Mark Zuckerberg, Bill Gates ve Steve Jobs inandıkları bir fikrin peşinden sürüklendiklerinde henüz 20li yaşlarının başındaydı. Onların inanıp gerçekleştirdiği bu fikirler, şu an milyonlarca insanın hayatında yer alıyor. Onlar gençlik dönemlerinde büyük işler başardılar. Peki ya çoktan 30’lu, 40’lı yaşlarınızı geçtiyseniz? Büyük işler başarmak için, inandığınız iyi bir fikrin peşinden sürüklenmek, önsezilerinizi dinlemek için çok mu geç?
Girişimcilik yaşı ile başarılı girişimler hakkında yapılan bir araştırma ile ilgili yayımlanan “ Breakthrough Entrepreneurship: The Proven Framework for Building Brilliant New Ventures,” isimli kitap bu konuda en çok tartışılan konulara değiniyor. Kitaptan alıntılanan birkaç başlık aşağıdaki gibi sıralanmaktadır:
“Genç Girişimciler Daha İyi Fikirler Üretir”
Mark Zuckerberg’in Facebook’un başarılı olacağını öngörmesi yalnızca gençliğinin eseri midir? Aslına bakarsanız iyi bir fikri tanımlarken kullanılan ifade “Müşterilerin ve pazarın dinamiklerini doğru bir şekilde algılamak” olacaktır. Mark Zuckerberg ya da Bill Gates için girdiği pazara uygun teknolojiyi geliştirirken genç olmak gerçek bir avantaj sağlamış olabilir. Fakat hala ortada kafaları karıştıran bir soru bulunmakta: Cisco müşterilerinin ihtiyaçlarını; onlara yıllardır hizmet veren 50 yaşındaki ürün yöneticisinden ya da yıllardır bu ürün ailesini kullanan daimi bir müşteriden daha iyi kim bilebilir?

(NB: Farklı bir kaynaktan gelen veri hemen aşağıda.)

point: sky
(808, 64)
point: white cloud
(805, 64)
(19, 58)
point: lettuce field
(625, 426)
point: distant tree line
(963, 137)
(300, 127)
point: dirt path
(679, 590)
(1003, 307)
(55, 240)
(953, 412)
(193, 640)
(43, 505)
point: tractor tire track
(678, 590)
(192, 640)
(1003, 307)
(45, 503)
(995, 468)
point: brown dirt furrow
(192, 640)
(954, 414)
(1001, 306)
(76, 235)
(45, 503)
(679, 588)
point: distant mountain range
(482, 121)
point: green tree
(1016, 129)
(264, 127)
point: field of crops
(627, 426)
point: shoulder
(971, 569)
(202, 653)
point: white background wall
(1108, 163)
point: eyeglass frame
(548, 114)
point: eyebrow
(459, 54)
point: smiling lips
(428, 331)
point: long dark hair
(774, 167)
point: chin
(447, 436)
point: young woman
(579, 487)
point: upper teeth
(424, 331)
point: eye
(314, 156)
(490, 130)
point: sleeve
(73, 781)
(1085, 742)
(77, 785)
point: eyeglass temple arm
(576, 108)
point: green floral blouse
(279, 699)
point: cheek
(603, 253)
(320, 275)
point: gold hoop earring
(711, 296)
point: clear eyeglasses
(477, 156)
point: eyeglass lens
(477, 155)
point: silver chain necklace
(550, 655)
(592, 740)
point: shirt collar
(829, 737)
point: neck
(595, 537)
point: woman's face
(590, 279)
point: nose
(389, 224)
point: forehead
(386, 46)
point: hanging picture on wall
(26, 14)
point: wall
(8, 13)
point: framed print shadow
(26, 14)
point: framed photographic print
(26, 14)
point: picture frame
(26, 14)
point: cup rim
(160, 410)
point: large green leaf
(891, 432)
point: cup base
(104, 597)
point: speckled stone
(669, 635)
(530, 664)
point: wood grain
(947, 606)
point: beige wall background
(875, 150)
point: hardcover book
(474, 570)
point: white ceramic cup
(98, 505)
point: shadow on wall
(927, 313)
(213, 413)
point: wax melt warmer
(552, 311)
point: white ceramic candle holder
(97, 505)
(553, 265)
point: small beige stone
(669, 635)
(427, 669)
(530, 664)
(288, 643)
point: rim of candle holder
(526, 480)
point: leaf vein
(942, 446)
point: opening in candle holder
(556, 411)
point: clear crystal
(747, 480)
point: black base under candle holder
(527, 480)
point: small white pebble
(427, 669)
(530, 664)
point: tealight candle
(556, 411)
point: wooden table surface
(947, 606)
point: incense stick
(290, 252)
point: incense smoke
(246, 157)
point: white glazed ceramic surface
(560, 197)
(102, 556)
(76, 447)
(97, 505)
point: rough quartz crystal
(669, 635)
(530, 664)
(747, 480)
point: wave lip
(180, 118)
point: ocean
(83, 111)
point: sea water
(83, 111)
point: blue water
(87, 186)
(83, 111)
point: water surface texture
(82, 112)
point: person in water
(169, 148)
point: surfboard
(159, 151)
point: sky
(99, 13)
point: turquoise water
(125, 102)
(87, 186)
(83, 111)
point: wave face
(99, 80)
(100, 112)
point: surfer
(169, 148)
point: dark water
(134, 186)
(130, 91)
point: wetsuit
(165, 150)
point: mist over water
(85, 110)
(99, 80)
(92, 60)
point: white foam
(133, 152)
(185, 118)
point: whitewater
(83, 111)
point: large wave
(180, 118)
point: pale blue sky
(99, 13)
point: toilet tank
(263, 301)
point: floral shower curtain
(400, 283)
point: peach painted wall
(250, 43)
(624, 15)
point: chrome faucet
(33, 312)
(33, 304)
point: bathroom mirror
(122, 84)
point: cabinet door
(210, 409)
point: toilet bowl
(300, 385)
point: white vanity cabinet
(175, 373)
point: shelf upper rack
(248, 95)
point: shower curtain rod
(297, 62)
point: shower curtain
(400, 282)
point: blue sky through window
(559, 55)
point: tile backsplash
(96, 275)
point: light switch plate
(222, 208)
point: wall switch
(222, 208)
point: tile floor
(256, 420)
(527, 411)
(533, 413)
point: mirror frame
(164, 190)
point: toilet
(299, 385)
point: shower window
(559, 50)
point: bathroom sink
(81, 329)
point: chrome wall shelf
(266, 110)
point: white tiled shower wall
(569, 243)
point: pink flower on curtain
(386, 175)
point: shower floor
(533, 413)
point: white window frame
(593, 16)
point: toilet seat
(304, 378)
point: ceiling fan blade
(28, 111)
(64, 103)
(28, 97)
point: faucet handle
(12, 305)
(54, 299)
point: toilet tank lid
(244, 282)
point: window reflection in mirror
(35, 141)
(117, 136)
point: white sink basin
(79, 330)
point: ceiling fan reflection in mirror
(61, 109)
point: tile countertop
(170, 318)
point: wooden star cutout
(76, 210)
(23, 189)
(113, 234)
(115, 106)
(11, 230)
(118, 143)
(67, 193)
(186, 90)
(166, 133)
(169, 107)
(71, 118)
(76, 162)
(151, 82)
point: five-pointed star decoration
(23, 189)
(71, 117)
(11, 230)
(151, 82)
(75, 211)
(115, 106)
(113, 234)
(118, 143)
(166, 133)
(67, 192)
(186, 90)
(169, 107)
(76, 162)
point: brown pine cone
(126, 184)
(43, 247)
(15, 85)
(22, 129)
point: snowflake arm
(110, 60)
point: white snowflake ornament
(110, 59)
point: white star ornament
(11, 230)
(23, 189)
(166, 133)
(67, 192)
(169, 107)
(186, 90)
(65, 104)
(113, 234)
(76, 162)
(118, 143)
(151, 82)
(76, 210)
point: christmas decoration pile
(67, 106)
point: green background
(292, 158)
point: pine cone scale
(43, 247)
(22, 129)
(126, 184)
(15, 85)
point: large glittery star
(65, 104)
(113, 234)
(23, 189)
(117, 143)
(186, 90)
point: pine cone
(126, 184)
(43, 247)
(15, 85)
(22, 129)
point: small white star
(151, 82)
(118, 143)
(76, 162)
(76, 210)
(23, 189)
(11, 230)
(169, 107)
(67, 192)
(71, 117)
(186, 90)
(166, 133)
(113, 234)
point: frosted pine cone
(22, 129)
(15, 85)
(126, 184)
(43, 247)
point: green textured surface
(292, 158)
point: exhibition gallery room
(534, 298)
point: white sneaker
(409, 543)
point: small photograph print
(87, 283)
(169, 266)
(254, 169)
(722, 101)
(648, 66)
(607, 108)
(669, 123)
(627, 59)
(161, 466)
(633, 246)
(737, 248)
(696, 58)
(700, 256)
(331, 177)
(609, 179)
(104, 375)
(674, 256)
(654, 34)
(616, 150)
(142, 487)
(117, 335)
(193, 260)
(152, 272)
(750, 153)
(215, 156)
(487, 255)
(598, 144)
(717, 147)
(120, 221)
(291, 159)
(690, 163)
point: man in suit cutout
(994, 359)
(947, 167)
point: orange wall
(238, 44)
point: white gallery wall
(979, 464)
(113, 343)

“Genç Girişimciler ‘Neyin Yapılmaması Gerektiğini’ Bilemezler”
Deneyimsiz olmak bir avantaj mıdır? Bir konuya yıllarını vermiş olmak, beraberinde karar verirken daha ayrıntılı düşünmeyi getirir. Deneyimli girişimci bir sonraki stratejik hamlenin getireceği sonuçlara kafa yorarken, genç girişimci toyluğunun verdiği gözü karalıkla daha kolay adımlar atar. Her iki yaklaşımın avantajları uzun uzadıya tartışılabilir. Fakat günün sonunda varılan nokta; kişi, ister deneyimli isterse toy bir girişimci olsun, fikrinin başarılı ya da başarısız olduğuna kanaat getirinceye kadar test etmelidir.
“Genç Girişimciler Daha İyi Odaklanır”
Silikon vadide genç girişimcilerin edindiği temel bir ilke var o da “Uygulamaları piyasaya sürülünceye kadar tek yaşam alanları şirketleridir.” Eğer gençseniz çalışanlarınızla beraber bir çatı altında sabahlayabilir, ürün gerçekleşene kadar orayı yaşam alanınız olarak belirleyebilirseniz. Bu durum, hayatınızın farklı alanlarında farklı sözler ve bağlılıklar gerçekleştirene kadar sizin için gerçek bir avantaj halini alır. Fakat bu durum ne kadar sürdürülebilirdir?
“Genç Girişimciler Daha Çeviktir”
Hızlı öğrenme kabiliyeti, bir girişimcinin en önemli avantajıdır. Fakat hızlı öğrenme yalnızca gençliğin tetiklediği bir özellik midir? Eğer öyleyse ZipCar ‘ın yaratıcısı 3 çocuk annesi Robin Chase’in başarı öyküsünü göz ardı etmemiz gerekecek. ZipCar, onun ilk girişimidir ve bu fikri gerçekleştirmeye karar verdiğinde Chase, 40 yaşındaydı. Verdiği bir demeçte, girişiminin ilk yılının gerçekten zorlu olduğunu söylemiş, fakat kritik bir dönüm noktasından dönerken en büyük yardımcısının 20 yıllık iş deneyimi olduğunun altını çizmiştir.
Büyük Resme Bakacak Olursak;
Harlan Sanders ilk Kentucky Fried Chicken‘i açtığında 62 yaşındaydı. Sam Walton, Walmart’ı gerçekleştirmek için yola koyulduğunda 44 yaşındaydı. Don ve Doris Fisher; The Gap ‘i kurduğunda Don 41’indeydi ve öldüğünde geride 3 milyar dolarlık bir servet bıraktı. Bu insanlar sadece yaşlı olduklarını düşündükleri için bu işe girmemiş olsalardı şu an bu markaların hiçbiri hayatımızda olmayacaktı. Eğer ilham almak istiyorsak işin bir de bu tarafına bakmalıyız. Bir insan kaç yaşında olursa olsun, eğer yeterli önseziye ve inanca sahipse, ortaya gerçekten iyi bir iş çıkarmayacağını kim garanti edebilir?